One PR source told the Irish Independent last night UNICEF could pay between €1,000 and €2,000 a day for "crisis communications" after news emerged that the 43-year-old's contract with UNICEF had been terminated over her public association with the late Gerry Ryan.

The former South African Ambassador to Ireland became Mr Ryan's partner after she divorced and he parted from his wife.

"Crisis communications is really what we are talking about here. UNICEF have been engulfed in a tsunami of media coverage.
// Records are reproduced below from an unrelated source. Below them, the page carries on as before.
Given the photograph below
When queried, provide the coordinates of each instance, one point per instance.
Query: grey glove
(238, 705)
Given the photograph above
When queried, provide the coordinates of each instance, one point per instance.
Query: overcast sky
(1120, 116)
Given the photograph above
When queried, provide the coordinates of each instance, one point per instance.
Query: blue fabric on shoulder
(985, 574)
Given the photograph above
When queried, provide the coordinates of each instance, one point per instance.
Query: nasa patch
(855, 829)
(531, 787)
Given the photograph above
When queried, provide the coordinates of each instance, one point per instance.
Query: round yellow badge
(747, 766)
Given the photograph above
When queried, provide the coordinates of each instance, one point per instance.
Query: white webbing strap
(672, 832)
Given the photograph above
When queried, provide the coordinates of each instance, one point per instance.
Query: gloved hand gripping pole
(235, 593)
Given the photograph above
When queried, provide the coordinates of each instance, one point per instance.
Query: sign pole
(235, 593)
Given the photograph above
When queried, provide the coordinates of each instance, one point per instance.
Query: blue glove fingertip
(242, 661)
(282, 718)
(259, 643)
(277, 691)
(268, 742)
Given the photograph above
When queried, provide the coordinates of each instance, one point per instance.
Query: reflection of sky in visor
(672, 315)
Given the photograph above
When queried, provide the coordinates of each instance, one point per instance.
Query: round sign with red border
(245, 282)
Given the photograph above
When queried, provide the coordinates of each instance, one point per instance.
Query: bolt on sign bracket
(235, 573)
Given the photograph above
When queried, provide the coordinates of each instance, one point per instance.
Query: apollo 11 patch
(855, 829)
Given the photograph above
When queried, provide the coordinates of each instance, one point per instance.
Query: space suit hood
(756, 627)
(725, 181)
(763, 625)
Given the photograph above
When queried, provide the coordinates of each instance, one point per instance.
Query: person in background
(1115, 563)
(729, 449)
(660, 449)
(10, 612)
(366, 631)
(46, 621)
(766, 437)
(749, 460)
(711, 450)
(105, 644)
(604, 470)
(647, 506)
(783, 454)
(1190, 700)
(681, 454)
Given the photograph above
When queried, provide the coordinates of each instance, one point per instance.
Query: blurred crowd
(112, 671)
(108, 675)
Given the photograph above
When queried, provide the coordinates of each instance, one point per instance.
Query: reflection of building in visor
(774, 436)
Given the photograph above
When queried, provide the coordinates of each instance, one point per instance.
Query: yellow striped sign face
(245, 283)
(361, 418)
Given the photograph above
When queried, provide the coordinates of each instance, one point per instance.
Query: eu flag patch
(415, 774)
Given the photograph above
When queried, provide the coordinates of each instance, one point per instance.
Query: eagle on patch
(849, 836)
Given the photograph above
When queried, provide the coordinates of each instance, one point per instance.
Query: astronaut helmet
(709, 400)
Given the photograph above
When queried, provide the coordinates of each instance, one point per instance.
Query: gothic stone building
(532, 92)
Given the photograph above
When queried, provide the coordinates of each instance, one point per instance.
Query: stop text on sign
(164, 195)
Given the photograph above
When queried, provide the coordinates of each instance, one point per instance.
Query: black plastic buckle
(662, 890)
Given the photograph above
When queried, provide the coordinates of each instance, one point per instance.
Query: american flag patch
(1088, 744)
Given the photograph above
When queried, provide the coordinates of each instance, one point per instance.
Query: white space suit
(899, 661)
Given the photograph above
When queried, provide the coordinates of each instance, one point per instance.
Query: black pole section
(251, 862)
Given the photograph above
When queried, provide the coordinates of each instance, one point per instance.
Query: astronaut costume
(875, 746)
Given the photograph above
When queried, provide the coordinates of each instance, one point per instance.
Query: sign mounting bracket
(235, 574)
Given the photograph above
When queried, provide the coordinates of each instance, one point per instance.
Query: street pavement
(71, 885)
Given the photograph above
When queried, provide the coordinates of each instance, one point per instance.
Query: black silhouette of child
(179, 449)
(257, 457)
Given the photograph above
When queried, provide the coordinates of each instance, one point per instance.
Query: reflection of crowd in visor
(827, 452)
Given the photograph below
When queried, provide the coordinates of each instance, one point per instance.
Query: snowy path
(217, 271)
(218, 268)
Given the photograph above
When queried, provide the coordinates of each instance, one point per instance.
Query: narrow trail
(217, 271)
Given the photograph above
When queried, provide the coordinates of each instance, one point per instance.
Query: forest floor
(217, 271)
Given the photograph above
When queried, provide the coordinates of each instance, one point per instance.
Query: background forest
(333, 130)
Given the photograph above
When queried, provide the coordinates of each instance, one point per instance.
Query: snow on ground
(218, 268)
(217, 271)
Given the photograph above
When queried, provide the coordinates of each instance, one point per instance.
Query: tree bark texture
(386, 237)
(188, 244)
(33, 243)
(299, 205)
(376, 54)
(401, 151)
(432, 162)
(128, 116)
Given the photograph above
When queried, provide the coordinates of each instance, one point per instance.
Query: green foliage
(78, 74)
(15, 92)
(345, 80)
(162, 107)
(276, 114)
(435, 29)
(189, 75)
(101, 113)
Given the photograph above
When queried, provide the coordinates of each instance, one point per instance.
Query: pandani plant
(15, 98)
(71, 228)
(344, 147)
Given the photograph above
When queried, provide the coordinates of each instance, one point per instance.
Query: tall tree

The extent of which is shown by their decision to bring in a third party to give their side of the story," a well known Dublin-based public relations executive said.

However, their response to repeated queries about the reason for Ms Verwoerd's sacking has so far amounted to little more than one sentence from UNICEF.

"UNICEF Ireland does not comment on the details of an employee's contract," the spokesman has responded to all enquiries.

UNICEF also declined to comment on whether actor Liam Neeson's planned fact-finding trip to Mozambique will go ahead this Sunday, which had been organised by Ms Verwoerd.

Controversy

The charity's office in the Eastern African country last night said they "did not have any information" on the actor's visit.

The ongoing controversy over the dismissal of its executive director has raised fears that the fallout from the revelations will lead to a fall off in donations to UNICEF Ireland.

Other charity bosses have said controversy almost always leads to a loss of confidence and a consequent fall in donations in any charity touched by it.

"Donations always drop in any charity that finds itself in the headlines for all the wrong reasons," a senior executive in another charity, who asked not to be identified, said. "It is a fact of life in the business we're in."